Pit bull ban won’t stop dog fighting, experts say
Jillian Van Acker
Some of the items used in
underground dog fighting
Dog fighting is more of a problem in central and southwestern Ontario than the rest of the province, says the Society for the Protection of Cruelty against Animals.
Mike Draper, chief of investigations with the Ontario SPCA, attributes this to the proximity of Michigan where there is a significant problem.
The problem in Ontario
“The problem is that training dogs for fighting isn’t illegal, but fighting is,” says Draper. The prison time is more lengthy in the States for crimes against animals. Dog fighters travel across the border to Southwestern Ontario because the penalities are less severe.
The legislation being presented on a provincial level has a clause to make training illegal, but it’s limited, says Ed Small, manager of investigations with the London Humane Society.
“It’s restrictive to pit bulls,” says Small. “The legislation will make it illegal to train pit bulls to fight, but not other dogs.”
Pit bulls and mastiffs are the predominates but other dogs are used too, like the presa canario and dogo argentino.
“If we target one breed, fighters will just switch," says Small. "It will make other dogs more aggressive.”
Another concern about the proposed pit bull ban is that it doesn’t address the punishments of offenders. The maximum penalty for dog fighting is either six months in jail or a $2000 fine.
“We really need to increase the severity (of the punishments),” says Small. “The biggest thing is to increase offences against animals and not just ban the training of pit bulls, but all dogs.”
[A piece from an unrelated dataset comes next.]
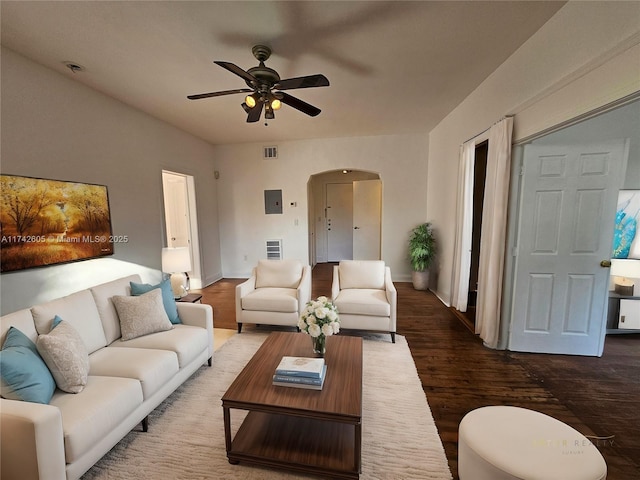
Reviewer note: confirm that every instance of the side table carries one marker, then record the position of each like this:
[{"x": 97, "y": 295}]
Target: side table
[{"x": 190, "y": 298}]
According to Small, the main problem in the London area is younger groups of people dog fighting on a smaller scale. He says it’s been awhile since any arrests have been made, but there have been numerous investigations.
While dogs used in fights are bred for aggression, Small says these dogs pose only a small threat to people.
“Those dogs are bred for aggression against other animals, not humans. Owners are usually in the ring with the dogs so that they can stop the fight and treat wounds,” says Small.
Cathy Crawford, branch manager of the Chatham-Kent SPCA, is concerned that aggressive dogs are getting out into the community.
“There is the concern that dogs bred for aggression have gotten away from their owners,” she says. “There’s also the issue of puppies. People contact breeders for puppies that have been bred specifically for aggression.”
Crawford says authorities became aware of the dog-fighting problem in the Chatham-Kent area around 1993. They started seeing wounds on some dogs and got phone calls about dead dogs that were being found in garbage bags or dumpsters.
“In 1998, with the assistance of police, we were able to execute a search warrant and found fighting dogs and paraphernalia for fighting,” says Crawford.
Crawford says there are still signs that dog fighting is an ongoing problem in the Chatham area, but it has mainly gone underground and is hard to get evidence. She’s worried the proposed legislation will only make things worse.
“People are going to still fight dogs, and it doesn’t address the issue of irresponsible owners."